Warnings: mentions of injury, blood, violence, angst, fluff towards the end
A/N: Thank you all so much for 1000+ followers!Crazy how so many people enjoy my silly little fics. Love you all, here is a little something for you <3
See masterlist

The fire had burned low.
Shadows danced across the stone walls, quiet and unwelcome. The kind of silence that didn't feel peaceful, it felt wrong. Stretched thin. Hollow.
Y/N hadn't moved from the chair near the hearth in hours. Not really. Not since dusk bled into night, and not since the tug in her chest--the one tethered to him--had twisted in that awful, bone-deep way that meant pain. Not hers. His.
She'd felt it a day ago.
Then...nothing.
No whispers through the bond, no flicker of emotion, no Rowan. And that silence? That terrified her more than anything else in the world.

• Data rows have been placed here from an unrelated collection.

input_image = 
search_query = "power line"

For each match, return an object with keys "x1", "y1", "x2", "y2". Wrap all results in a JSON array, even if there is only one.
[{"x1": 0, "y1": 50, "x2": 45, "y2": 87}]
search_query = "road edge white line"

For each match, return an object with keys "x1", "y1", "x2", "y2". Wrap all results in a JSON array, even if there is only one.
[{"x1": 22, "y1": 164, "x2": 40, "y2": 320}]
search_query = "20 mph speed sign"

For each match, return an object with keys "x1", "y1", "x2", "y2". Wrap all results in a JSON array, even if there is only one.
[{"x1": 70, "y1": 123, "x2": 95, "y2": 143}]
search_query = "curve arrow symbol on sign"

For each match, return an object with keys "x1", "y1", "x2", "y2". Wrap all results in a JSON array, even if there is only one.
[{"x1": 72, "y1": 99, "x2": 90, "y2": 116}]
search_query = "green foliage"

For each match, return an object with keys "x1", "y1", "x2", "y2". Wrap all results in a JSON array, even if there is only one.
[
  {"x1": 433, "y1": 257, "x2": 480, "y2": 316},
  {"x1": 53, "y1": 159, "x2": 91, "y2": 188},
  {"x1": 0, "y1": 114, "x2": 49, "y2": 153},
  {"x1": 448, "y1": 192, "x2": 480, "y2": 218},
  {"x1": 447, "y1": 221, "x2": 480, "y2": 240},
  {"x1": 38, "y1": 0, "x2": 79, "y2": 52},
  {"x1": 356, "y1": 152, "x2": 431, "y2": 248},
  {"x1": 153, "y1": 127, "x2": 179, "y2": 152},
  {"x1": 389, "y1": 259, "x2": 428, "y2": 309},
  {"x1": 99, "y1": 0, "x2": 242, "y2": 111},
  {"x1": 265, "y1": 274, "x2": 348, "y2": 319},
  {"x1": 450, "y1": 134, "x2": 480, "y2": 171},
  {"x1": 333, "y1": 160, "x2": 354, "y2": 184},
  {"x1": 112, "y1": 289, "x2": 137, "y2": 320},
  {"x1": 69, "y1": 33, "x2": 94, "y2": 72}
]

The wind rattled the windowpanes, and she clenched her jaw. Her tea had long gone cold, untouched on the table. Her hands, usually so steady, rested in fists against her thigh. She didn't cry. She was past crying.
Past pacing.
Past pretending she could sit still and not shatter from the waiting. The bond hadn't gone quiet like this since-
No. She wouldn't go there.
Her eyes flicked to the door for the hundredth time.
Still nothing.
And then....a sound.
Wood. Hinges. The faintest creak.
Her heart slammed once, then held it's breath. Footsteps -- heavy, dragging -- echoed through the wall.
She was on her feet before her mind could catch up.
And when the door finally opened, and he filled the treshold--cloak soaked, face pale, blood soaking through his side--All she could say was, "You bastard."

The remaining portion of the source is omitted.